STEER: Assessing the Economic Rationality of Large Language Models
Narun Raman, Taylor Lundy, Samuel Amouyal, Yoav Levine, Kevin Leyton-Brown, Moshe Tennenholtz
TL;DR
STEER introduces a principled benchmark for assessing the economic rationality of large language models by linking decision-making behavior to von Neumann–Morgenstern utility axioms through a 64-element taxonomy.
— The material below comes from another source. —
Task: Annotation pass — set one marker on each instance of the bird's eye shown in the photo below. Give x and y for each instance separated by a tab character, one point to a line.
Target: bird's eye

It builds a scalable MCQA-based benchmark with graded domains and difficulty, generating thousands of questions (e.g., 24,500 per element for 49 elements) and validating them with human validators, then reports results via customizable STEER report cards that include accuracy and calibration metrics plus domain and dependency robustness. Empirical results across 14 LLMs show model size correlates with performance, with GPT-4 Turbo consistently outperforming others and self-explanation plus limited few-shot prompting providing benefits in many settings. The framework, open data, and web interface enable researchers to probe rationality in economic contexts, identify weaknesses, and guide future improvements in LLM decision-making and mechanism design applications.
Abstract
There is increasing interest in using LLMs as decision-making "agents." Doing so includes many degrees of freedom: which model should be used; how should it be prompted; should it be asked to introspect, conduct chain-of-thought reasoning, etc? Settling these questions -- and more broadly, determining whether an LLM agent is reliable enough to be trusted -- requires a methodology for assessing such an agent's economic rationality. In this paper, we provide one. We begin by surveying the economic literature on rational decision making, taxonomizing a large set of fine-grained "elements" that an agent should exhibit, along with dependencies between them. We then propose a benchmark distribution that quantitatively scores an LLMs performance on these elements and, combined with a user-provided rubric, produces a "STEER report card." Finally, we describe the results of a large-scale empirical experiment with 14 different LLMs, characterizing the both current state of the art and the impact of different model sizes on models' ability to exhibit rational behavior.